Hopkins vividly shows the horror that this terrible disease has caused societies throughout history. His descriptions of how smallpox decimated certain societies, using such words as “unpredictable grotesque torture” to describe its demolition of Incan and American Indian societies, perhaps is a reflection of his own personal experience with the disease. He was a physician who treated smallpox victims in the Sierra Leone in the late 1960s, an experience that few practicing physicians have had today. In spite of his appropriate focus on the gravity of his topic, he nonetheless manages to artfully weave in more lightheaded, entertaining examples of how the disease has influenced certain societies. Mentioning how a fanciful hairstyle, pouf a l’inoculation, was used to celebrate successful inoculation of the wife of Louis XVI in 1774, he provides the reader a welcome, although brief, respite from his otherwise sober topic.

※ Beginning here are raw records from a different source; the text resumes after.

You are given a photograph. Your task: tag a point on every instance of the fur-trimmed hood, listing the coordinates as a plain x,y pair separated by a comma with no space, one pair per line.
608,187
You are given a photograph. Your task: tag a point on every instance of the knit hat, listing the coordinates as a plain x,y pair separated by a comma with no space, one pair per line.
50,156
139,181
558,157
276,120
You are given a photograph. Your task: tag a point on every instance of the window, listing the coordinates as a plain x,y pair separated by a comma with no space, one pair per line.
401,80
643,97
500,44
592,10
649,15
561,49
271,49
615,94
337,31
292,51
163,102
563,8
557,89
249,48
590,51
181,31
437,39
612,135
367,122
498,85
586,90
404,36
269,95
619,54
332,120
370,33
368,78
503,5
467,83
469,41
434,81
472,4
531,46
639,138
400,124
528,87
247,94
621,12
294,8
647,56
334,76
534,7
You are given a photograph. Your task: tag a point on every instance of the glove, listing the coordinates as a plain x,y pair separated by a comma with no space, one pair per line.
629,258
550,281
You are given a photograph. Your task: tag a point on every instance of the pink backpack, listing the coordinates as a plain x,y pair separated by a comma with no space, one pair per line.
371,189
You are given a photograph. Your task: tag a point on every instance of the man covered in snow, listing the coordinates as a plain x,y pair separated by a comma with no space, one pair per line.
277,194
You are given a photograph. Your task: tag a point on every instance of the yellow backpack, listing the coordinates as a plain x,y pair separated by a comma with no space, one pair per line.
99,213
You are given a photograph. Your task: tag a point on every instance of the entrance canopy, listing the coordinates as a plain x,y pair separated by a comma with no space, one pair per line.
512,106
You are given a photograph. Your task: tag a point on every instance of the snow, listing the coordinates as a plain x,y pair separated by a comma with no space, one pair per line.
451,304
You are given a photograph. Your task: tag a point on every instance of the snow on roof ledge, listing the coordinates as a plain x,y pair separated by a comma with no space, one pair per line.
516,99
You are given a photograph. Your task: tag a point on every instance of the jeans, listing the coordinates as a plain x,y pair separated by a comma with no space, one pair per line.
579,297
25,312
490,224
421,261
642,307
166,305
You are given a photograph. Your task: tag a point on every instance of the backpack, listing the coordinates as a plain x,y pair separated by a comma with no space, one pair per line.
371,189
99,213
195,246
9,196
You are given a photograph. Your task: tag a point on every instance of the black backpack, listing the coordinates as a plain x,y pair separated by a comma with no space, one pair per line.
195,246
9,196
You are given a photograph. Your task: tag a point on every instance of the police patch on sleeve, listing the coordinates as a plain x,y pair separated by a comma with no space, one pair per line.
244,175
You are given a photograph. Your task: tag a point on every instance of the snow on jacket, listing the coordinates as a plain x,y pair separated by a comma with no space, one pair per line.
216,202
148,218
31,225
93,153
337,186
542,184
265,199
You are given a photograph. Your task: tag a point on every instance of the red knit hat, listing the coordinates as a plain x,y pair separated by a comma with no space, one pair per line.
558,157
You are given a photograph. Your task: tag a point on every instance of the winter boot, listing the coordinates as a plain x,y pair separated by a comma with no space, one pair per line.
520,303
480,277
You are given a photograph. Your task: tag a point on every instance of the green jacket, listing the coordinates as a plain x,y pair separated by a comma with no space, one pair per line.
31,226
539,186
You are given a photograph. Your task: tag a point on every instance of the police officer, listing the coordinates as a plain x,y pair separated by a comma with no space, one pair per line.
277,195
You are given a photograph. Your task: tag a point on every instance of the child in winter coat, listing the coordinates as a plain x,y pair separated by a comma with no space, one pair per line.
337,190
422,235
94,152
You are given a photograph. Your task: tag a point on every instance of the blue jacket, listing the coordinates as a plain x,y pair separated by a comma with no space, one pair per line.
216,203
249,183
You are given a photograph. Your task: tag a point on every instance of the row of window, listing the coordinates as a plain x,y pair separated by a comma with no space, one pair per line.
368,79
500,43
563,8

The chapter on erythrotherapy is a particularly strong demonstration of how certain practices may persist, rather than be completely replaced by widespread belief in newer ideas and therapies. For example, he traces the therapeutic efficacy of red objects from Avicenna to European royalty, and shows how these ideas persisted even into the 1930s, when a Viennese doctor vaccinated his patients in rooms illuminated with red light, then covered the vaccinated area with red bandages. The doctor’s claim of excellent results is a nice example of how beliefs in old therapies are not abolished when new ideas are introduced, but may continue in parallel with new beliefs.
The shortcomings of this book, some of which the author acknowledges, do not detract from its great value. His attribution of Athenian plague to smallpox (Chapter 1), for example, does not account for Thucydides’ acknowledgement that animals as well as humans were inflicted with the plague. Also, primary sources are sparsely used, which is understandable, given the broad territory he covers. Additionally, references to past ideas as “curious beliefs” and practices revealing the “pathetic price of ignorance” (Chapter 8) suggest he is basing his views of these practices on information that is believed to be true today. Finally, his account gives a disproportionate amount of attention to “important people”, such as monarchs, Marcus Aurelius, and Mozart.
This is an authoritative, encyclopedic monograph on the history of smallpox, and it is well written. In addition, this is a timely book, given the concern that smallpox could be used as a weapon by terrorists. For these reasons, I highly recommend it as a useful reference for those interested in bioterrorism, history of medicine, and, in particular, in the history of epidemics and medical experimentation. It provides a coherent perspective to the current dilemma regarding whether to vaccinate the U.S. population in the face of a perceived terrorist threat. The 19th century controversies between the provaccinators and antivaccianationist objections he reviews are highly relevant to today’s controversy.